Monday, November 26, 2012

Defining Moment


I have been listening studiously to the Berkeley philosophy podcasts and one of the many gems I have discovered from its analysis of Dostoevsky’s ‘Brothers Karamazov’ is that many of the characters come predisposed with their own defining childhood memory that shapes the manner in which they relate to the world.  For example, Alyosha has the memory of his mother carrying him over to the crucifix while slanted sunlight shone through the window; Dmitry has the memory of the stranger buying him a bag of peanuts; for Father Zosima it is obviously his last conversation with his dying brother.  While it is typical of clinical psychology to seek out the negative influences of childhood memories and then interpret symptomatic adult behavior, Dostoevsky’s characterization in 'The Brothers' is notable for its tendency to emphasize the positive influence of such memories. 

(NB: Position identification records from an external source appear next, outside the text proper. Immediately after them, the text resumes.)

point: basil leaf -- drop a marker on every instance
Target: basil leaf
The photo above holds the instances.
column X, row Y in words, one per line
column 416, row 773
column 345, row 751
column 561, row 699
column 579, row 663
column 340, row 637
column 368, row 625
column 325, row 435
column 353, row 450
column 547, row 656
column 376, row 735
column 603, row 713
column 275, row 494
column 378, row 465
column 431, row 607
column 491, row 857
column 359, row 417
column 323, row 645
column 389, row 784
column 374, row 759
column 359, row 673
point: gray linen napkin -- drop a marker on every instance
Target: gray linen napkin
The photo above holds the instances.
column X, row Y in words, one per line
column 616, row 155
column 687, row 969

So what would be my defining moment? I thought about this for a while, perhaps too long to be authentic.  My childhood is largely a blur to me; I equate memories now mostly with ideas, as a long genealogical chart of my philosophical views. My childhood is nothing but a treasure trove of sensations.  Should I be so down on base sensations? Have I become so jaded in my adult life?  So I thought about this deeper, quick flashes passed by, and I found them strange with respects to their lack of profundity, it was scraps of life: waiting on the bench during a little league baseball game, walking through swampy fields and reveling in the insect life, petty thefts, petty insults. 

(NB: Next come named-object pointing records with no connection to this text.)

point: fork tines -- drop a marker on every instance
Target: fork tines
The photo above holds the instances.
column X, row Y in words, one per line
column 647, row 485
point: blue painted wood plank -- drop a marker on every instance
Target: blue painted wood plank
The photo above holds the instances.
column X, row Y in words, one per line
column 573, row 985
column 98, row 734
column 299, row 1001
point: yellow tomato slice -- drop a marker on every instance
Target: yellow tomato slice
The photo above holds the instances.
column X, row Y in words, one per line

Eventually I honed in on my defining moment, and in a way it surprised me.  It is something I have written about before, and maybe this very act has influenced me, but the more I think about the memory the more it takes on significance in my life.  It is the night all the kids in my hometown played manhunt, and I was selected as one of the hunted.  The sun was just going down and the town was eerily quiet except for the scramble of hiding children and the scavenging of the hunters.  My moment is hiding in front of the post office behind a shrub, staring at the shrub, the grass, the way those sorts of things look as the last rays of sunlight are dying.  It was not so much the shrub, but the sense of involvement in that moment, being a part of a larger game, a larger community, a larger purpose.  I look back and think there was no fear in that moment, no hardships, I felt the oceanic experience of the world in ways I am nostalgic for now.  This is my defining moment and I seem to relate to it inversely at present, as one at odds with this lost Eden.  All of my philosophies, my pursuits of the mind, they feel small in comparison with this lost gift of youth.  Not to say I am depressed in my present state, but I do feel the absence of something, and maybe that is the point, like Anne Sexton wrote:
Today is made of yesterday, each time I steal
towards rites I do not know, waiting for the lost
ingredient, as if salt or money or even lust
would keep us calm and prove us whole at last.